In a landmark move, Canada’s federal government has proposed legislation to criminalize forced conversion therapy for LGBTQ people. The legislation would also prohibit conversion therapy for minors.
“Conversion therapy” is a range of abusive practices performed to change a person’s sexual orientation or gender identity or expression. These practices, based on the antiquated idea that LGBTQ identities are curable mental illnesses, have been condemned by national health associations and widely debunked. In the United States, about 350,000 LGBTQ people underwent conversion therapy as minors, typically in the form of talk therapy. It can have detrimental effects on those who are subjected to it, including depression, anxiety, drug use, homelessness, and suicide.
The proposed legislation would amend Canada’s Criminal Code to make it illegal to force someone to undergo conversion therapy against their will, advertise or profit from conversion therapy, subject a minor to conversion therapy, or take a minor out of the country to do so. It would also give courts the power to order the removal of digital and physical conversion therapy advertisements.
“Conversion therapy has been discredited and denounced by professionals and health associations in Canada, the United States and around the world,” said David Lametti, Canada’s Minister of Justice and Attorney General. “It has no basis [in] science or facts.”
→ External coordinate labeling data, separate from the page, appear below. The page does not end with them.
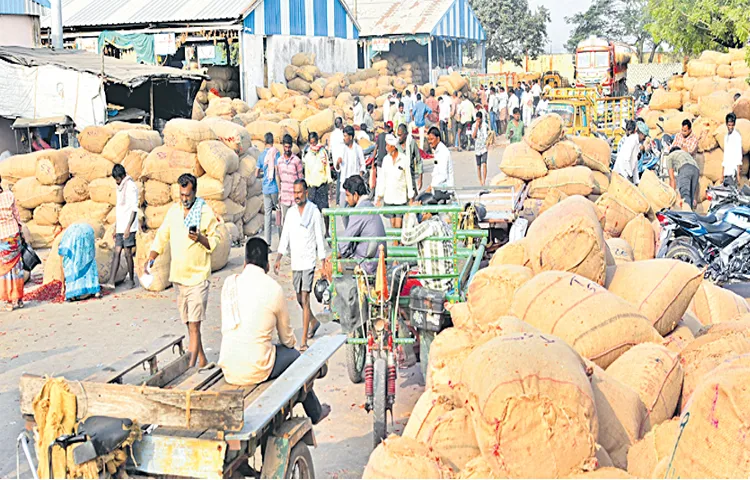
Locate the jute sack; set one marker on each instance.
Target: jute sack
(640, 235)
(520, 160)
(620, 250)
(402, 457)
(600, 325)
(118, 147)
(627, 194)
(621, 415)
(514, 378)
(47, 214)
(166, 164)
(569, 180)
(52, 168)
(491, 291)
(654, 372)
(595, 152)
(30, 193)
(659, 194)
(89, 166)
(87, 211)
(712, 304)
(712, 441)
(157, 193)
(568, 237)
(661, 289)
(562, 154)
(616, 214)
(185, 135)
(160, 269)
(656, 445)
(104, 190)
(76, 190)
(544, 132)
(94, 138)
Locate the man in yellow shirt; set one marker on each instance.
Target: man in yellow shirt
(190, 229)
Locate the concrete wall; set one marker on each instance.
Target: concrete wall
(333, 55)
(19, 30)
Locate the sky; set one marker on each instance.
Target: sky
(557, 30)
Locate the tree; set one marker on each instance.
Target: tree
(513, 29)
(692, 26)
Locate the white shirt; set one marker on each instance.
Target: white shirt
(442, 174)
(127, 204)
(394, 184)
(300, 242)
(732, 153)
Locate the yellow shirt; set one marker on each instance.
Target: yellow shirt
(191, 261)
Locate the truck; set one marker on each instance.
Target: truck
(603, 64)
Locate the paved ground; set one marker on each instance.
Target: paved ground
(74, 340)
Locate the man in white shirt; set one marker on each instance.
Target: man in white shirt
(302, 238)
(248, 323)
(126, 225)
(442, 173)
(732, 153)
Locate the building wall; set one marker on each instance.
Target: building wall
(332, 55)
(19, 30)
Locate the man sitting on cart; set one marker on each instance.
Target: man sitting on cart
(253, 306)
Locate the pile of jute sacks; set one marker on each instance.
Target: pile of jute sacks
(705, 94)
(568, 363)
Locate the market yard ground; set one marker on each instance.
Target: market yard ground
(76, 339)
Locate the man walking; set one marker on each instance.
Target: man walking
(190, 229)
(302, 239)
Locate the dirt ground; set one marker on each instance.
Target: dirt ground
(74, 340)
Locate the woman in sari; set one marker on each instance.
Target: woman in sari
(78, 252)
(11, 267)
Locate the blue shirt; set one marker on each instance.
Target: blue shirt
(420, 111)
(269, 178)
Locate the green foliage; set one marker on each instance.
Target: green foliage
(513, 29)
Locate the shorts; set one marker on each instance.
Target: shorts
(122, 243)
(302, 280)
(192, 302)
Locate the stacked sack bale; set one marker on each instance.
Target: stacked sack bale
(561, 352)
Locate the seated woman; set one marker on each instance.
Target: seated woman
(78, 252)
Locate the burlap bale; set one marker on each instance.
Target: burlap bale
(166, 164)
(520, 160)
(89, 166)
(52, 167)
(568, 237)
(571, 181)
(118, 147)
(104, 190)
(76, 190)
(185, 135)
(491, 291)
(94, 138)
(595, 152)
(47, 214)
(661, 289)
(544, 132)
(511, 379)
(600, 325)
(30, 193)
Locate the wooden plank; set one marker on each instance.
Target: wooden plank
(148, 405)
(113, 373)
Beginning with Ontario in 2015, four Canadian provinces have banned or restricted conversion therapy. In 2018, the federal government rejected two petitions for a nationwide ban put forward by the public.
If this legislation passes, Canada will join Ecuador, Brazil, Malta, Germany, and Taiwan to become the sixth country in the world to ban conversion therapy. Nearly half of all US states—including California, Rhode Island, and most recently Virginia—have passed legislation banning or limiting conversion therapy.